Ce dominateur n’est pas tendre, alors, pour ceux qui l’entourent et ce fascinateur use de sa puissance. Il ne s’agit plus de délicatesse, ni des petits moyens et des petits procédés où s’attarde la diplomatie féminine. Il devient brutal et d’une virilité dure où il y a peut-être plus encore de la chasteté du prêtre que de la froideur du politique et de l’autorité de l’homme d’Etat. Que sont, en somme, ces pauvres vies féminines comparées à l’œuvre qu’il se propose et dont sa vie supérieure est l’instrument nécessaire ? On dirait qu’alors il en veut aux femmes de ses procédés envers elles et de la captivité où elles auraient voulu et n’ont pas su le retenir. Il les traite rudement en fait, et ses paroles ne valent pas mieux.
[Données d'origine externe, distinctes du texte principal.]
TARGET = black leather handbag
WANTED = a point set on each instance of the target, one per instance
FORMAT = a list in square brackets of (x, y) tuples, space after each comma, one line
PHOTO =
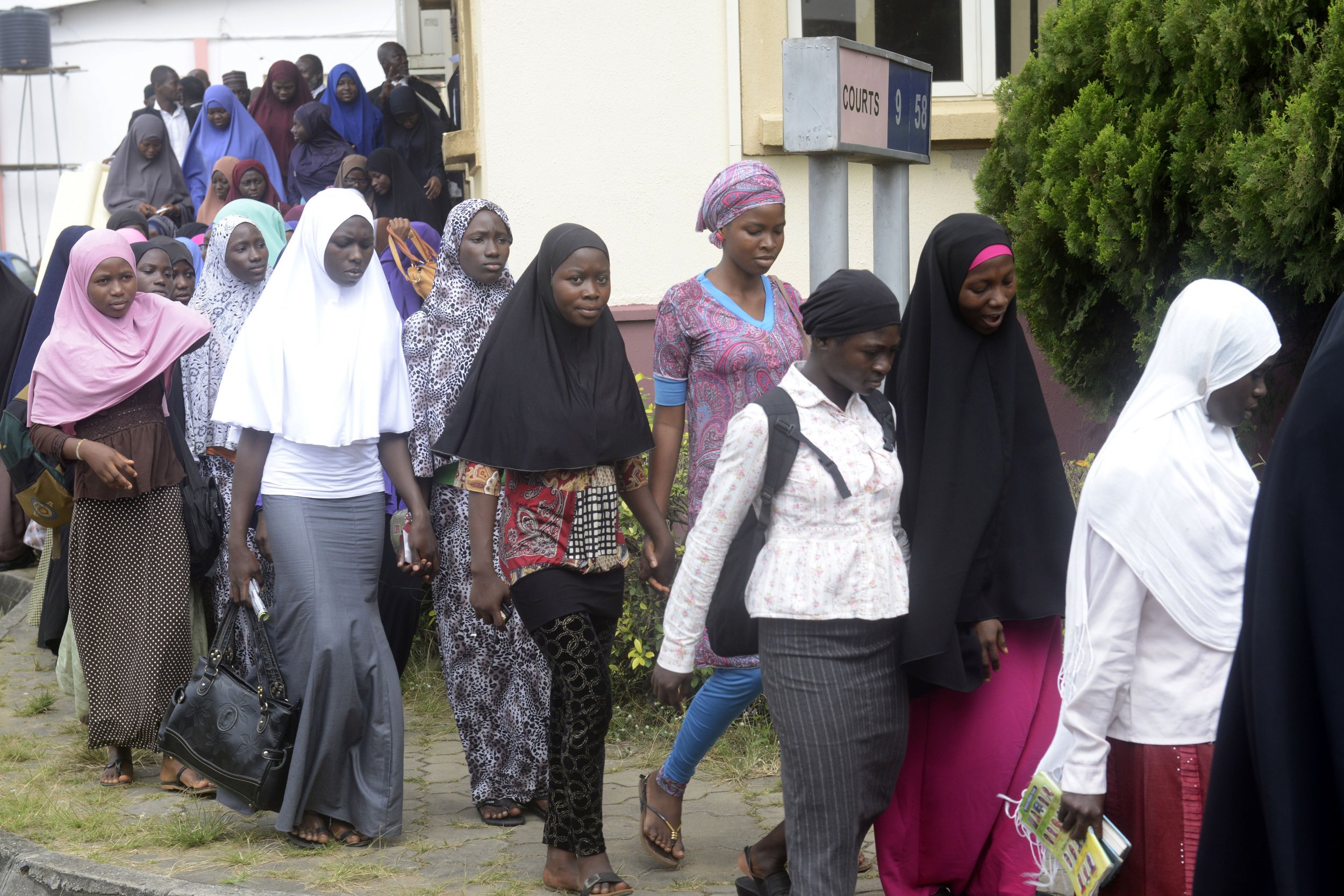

C’est en songeant à ces heures sans pitié qu’il écrira plus tard : « Il se trouve souvent, dans les intrigues des cabinets des rois, des écueils beaucoup plus dangereux que dans les affaires d’Etat les plus difficiles ; et, en effet, il y a plus de péril à se mêler de celles où les femmes ont part que des plus grands desseins que les princes puissent faire en quelque nature d’affaire. »


GABRIEL HANOTAUX.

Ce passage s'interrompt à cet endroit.